Massimizzando il numero di civili iracheni massacrati in un attentato,
si impressionano i media e, riducendo al minimo quello dei soldati americani
uccisi, si rende credibile un’operazione. Obiettivo: influenzare
l’opinione pubblica americana, dubbiosa quando Bush evoca la minaccia
islamista, e democratizzare gli Iracheni. Bastano alcuni agenti per manipolare
un’organizzazione come Al-Qaïda in Iraq. Abu Turab Al-Jazaïri
(l´Algerino) - «
Emiro di Al-Qaïda per Samarra»
- ha dichiarato al quotidiano Al-Arab che lo «
Stato islamico
d’Iraq» aveva commesso degli «
errori»
che non si sarebbero prodotti «
se Zarqaui fosse stato vivo».
Vediamo...
«Al-Qaïda nel paese dei due fiumi» - «
Al-Qaïda
in Iraq» (AQI), a seconda della denominazione dei media –
è nata nel sospetto: quello della resistenza... e di Ben Laden.
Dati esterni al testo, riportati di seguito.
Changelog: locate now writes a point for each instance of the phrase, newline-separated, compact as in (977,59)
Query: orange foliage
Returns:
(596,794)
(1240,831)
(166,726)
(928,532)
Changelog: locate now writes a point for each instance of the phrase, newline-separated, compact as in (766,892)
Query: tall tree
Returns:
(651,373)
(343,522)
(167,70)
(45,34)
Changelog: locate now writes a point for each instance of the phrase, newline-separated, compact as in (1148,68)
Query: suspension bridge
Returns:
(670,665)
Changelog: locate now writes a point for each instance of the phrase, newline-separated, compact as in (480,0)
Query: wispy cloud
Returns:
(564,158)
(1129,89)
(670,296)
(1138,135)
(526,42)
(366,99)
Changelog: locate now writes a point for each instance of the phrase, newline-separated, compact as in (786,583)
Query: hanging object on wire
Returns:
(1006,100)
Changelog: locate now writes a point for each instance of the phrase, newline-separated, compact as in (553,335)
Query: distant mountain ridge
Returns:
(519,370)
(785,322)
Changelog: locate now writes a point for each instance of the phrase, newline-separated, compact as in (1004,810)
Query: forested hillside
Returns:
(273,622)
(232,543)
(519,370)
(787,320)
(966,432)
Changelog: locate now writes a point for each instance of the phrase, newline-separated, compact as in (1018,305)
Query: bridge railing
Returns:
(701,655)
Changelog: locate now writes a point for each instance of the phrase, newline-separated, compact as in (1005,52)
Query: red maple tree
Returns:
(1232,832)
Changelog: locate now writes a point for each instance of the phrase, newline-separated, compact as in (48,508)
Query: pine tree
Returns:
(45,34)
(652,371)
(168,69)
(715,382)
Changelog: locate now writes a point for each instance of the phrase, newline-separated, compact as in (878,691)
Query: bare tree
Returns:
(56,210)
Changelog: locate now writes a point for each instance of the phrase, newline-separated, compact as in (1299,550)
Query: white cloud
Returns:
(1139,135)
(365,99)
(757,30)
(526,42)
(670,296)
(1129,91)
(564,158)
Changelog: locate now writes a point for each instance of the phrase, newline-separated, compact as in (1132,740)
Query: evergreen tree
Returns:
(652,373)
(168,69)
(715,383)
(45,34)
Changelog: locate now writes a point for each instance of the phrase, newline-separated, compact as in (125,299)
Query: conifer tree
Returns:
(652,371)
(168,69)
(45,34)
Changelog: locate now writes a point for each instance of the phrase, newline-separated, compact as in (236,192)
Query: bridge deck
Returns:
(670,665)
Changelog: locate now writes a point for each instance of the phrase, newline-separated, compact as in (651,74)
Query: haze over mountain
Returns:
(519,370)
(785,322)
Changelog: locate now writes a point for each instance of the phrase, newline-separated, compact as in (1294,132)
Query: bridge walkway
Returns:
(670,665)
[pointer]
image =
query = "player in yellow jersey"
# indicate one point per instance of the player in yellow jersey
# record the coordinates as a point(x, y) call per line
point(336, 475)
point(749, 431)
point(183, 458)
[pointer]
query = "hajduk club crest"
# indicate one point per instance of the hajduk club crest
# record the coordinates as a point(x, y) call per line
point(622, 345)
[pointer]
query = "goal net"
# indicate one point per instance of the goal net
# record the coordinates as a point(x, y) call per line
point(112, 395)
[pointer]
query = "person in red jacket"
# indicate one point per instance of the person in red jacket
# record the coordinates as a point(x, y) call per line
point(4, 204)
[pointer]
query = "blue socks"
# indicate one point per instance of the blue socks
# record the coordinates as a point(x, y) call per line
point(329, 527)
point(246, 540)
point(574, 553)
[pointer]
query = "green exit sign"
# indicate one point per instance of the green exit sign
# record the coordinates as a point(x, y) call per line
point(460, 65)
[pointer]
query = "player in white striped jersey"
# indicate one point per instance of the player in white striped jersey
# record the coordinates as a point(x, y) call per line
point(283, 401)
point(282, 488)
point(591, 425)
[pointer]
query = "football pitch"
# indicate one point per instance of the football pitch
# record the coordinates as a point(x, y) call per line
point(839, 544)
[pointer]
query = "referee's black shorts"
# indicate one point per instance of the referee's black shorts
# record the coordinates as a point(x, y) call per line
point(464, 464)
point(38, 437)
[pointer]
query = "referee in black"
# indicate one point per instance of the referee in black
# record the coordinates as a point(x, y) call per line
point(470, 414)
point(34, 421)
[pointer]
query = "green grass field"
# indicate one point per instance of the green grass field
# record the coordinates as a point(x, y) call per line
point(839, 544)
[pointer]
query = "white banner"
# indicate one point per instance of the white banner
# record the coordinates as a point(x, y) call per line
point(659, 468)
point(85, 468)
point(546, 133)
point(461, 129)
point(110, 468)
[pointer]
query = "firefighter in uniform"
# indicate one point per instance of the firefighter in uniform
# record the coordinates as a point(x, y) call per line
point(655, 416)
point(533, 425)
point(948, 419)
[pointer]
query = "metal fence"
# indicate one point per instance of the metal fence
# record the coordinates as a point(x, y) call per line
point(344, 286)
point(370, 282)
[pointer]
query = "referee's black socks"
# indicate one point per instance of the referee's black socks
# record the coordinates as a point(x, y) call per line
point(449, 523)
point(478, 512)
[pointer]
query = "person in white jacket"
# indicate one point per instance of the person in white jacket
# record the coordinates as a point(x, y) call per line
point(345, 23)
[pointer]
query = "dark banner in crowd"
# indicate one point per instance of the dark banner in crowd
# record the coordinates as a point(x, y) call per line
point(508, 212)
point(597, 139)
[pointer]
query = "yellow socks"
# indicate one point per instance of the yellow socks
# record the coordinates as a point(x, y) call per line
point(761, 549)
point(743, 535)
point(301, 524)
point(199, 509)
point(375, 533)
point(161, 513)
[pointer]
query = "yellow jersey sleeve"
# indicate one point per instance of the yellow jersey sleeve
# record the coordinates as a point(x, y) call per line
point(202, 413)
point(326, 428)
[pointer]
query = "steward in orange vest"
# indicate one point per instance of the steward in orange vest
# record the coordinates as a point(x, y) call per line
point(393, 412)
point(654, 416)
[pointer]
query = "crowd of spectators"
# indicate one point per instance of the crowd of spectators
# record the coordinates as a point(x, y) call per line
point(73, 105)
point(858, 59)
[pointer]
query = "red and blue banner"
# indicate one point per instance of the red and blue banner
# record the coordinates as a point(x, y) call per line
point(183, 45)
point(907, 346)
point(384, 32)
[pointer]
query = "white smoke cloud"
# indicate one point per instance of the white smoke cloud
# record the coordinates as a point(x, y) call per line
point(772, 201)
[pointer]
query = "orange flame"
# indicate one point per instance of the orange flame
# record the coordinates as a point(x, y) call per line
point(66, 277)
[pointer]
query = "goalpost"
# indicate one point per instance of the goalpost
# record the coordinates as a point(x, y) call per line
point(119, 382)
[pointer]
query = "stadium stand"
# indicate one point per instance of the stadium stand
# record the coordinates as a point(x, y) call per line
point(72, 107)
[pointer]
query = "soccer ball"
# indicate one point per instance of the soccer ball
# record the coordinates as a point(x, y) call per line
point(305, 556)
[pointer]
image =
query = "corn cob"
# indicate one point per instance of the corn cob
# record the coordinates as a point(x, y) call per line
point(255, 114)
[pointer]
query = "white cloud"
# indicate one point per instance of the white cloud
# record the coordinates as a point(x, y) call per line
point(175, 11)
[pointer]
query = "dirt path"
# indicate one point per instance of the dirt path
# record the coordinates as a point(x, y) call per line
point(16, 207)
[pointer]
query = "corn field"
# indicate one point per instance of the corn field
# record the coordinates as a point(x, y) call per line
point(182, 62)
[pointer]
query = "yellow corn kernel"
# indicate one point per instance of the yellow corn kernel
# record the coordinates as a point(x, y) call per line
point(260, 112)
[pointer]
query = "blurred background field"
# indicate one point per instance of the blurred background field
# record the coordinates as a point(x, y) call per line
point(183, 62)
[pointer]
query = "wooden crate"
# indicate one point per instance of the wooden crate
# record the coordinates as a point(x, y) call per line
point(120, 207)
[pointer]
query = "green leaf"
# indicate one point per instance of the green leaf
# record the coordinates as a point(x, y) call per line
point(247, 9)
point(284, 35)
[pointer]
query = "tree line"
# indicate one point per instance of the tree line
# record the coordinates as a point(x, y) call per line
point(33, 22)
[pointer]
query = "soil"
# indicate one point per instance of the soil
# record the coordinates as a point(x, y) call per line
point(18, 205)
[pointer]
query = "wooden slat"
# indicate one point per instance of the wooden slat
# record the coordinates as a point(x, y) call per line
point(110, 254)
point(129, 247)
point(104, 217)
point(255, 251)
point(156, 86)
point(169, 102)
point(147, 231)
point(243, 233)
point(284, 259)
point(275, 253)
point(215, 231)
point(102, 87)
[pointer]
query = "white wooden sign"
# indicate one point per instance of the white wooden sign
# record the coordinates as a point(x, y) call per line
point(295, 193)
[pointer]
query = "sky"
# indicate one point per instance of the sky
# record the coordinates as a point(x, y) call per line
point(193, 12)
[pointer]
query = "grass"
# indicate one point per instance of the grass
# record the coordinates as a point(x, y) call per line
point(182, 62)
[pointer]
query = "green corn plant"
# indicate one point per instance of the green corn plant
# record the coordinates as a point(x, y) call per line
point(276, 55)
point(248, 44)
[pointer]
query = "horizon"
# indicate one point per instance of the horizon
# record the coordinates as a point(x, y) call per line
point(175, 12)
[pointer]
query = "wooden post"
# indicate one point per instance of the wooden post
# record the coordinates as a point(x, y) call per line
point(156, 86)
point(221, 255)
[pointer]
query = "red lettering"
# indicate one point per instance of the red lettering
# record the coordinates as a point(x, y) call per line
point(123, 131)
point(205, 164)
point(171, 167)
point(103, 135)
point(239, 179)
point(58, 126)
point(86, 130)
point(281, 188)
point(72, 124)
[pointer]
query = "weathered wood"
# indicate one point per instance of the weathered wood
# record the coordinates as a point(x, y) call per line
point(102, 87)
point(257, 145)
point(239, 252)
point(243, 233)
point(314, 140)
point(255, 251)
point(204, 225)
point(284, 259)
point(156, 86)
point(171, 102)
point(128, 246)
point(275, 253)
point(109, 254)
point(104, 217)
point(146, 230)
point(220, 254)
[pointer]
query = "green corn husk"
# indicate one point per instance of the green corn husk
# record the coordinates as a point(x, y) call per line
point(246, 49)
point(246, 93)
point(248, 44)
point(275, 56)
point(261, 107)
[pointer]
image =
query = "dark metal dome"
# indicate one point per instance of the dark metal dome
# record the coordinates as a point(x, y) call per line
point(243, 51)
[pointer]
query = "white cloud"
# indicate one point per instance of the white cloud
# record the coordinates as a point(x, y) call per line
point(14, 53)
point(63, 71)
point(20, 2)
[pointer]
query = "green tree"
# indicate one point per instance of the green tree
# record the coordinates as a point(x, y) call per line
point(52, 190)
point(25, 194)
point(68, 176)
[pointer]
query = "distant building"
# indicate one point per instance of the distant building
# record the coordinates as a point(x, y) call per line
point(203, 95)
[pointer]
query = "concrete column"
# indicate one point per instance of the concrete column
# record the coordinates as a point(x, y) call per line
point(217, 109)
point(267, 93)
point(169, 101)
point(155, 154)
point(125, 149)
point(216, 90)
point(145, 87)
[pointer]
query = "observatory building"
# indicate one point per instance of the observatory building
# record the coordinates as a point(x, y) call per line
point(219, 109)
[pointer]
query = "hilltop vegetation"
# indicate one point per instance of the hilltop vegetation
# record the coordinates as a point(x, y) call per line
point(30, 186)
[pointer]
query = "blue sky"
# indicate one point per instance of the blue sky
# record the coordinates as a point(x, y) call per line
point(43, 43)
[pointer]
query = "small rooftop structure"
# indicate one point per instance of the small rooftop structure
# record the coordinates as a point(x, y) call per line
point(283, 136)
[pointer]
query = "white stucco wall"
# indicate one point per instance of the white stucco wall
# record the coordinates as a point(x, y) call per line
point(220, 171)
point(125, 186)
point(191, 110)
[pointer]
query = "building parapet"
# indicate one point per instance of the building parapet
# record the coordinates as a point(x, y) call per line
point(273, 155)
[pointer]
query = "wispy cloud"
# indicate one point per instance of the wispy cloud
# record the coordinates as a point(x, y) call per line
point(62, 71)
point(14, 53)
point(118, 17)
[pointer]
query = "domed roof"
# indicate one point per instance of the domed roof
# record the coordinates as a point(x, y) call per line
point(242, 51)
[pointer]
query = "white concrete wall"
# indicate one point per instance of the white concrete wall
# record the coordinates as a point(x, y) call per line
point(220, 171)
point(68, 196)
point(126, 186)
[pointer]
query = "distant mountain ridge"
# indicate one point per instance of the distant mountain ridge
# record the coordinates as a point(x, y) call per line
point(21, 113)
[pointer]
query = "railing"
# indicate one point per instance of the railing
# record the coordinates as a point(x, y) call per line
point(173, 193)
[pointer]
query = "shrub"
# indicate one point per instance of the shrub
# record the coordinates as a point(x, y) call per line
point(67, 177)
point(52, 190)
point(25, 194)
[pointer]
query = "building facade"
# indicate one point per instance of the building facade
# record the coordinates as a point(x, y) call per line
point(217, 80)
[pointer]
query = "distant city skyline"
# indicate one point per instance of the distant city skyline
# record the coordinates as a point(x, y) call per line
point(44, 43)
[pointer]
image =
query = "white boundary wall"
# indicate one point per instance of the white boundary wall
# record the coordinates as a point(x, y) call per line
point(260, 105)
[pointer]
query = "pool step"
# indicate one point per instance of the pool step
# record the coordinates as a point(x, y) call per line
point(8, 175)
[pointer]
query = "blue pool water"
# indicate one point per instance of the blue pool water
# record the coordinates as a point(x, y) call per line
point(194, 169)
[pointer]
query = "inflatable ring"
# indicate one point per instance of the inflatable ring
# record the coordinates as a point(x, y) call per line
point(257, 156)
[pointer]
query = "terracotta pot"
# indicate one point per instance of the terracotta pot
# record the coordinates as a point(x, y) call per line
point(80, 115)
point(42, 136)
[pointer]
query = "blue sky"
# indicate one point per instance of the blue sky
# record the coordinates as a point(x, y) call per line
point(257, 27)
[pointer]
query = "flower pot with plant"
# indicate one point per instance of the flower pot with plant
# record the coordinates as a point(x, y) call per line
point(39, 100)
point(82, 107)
La sanguinosa carriera di Abu Mussab al-Zarqaui, il suo fondatore, comporta
- come quella dei suoi successori – delle zone d’ombra che
avranno bisogno di molto tempo per essere chiarite.
I tentativi di AQI per imporsi come federatrice della resistenza non hanno
dato frutti. I suoi eccessi religiosi e i suoi crimini - massacri di sciiti,
omicidi di capi tribù e di combattenti che rifiutavano la sua supremazia
– le hanno alienato gli Iracheni, al punto che è stata richiamata
all’ordine da Ben Laden.
Zarqaui, o il suo fantasma
I precetti dell´islam avevano certamente salvato il giordano Zarqaui
dalla delinquenza, ma non dal settarismo e dal terrorismo. Dopo un soggiorno
in Afghanistan negli anni 80, fonda in Giordania Beyt Al-Imam per deporre
re Hussein. Arrestato prima di passare all’azione, condannato
nel 1993 a 15 anni di carcere, amnistiato sei anni dopo da Abdallah
II, si propone subito al servizio di Al-Qaïda che si chiede se
egli sia stato liberato per infiltrare l’organoizzazione. Preoccupazione
dissolta dalla sua fedeltà a Ben Laden, essa rinascerà
quando egli creerà il suo campo di addestramento presso Hérat,
poi al-Tawhid wal Jihad (Unificazione e Guerra santa), gruppo percepito
come concorrente di Al-Qaïda.
Dopo la caduta dei Talebani, si rifugia nel 2001 nel Kurdistan iracheno,
presso Ansar Al-Islam, organizzazione salafita a maggioranza kurda.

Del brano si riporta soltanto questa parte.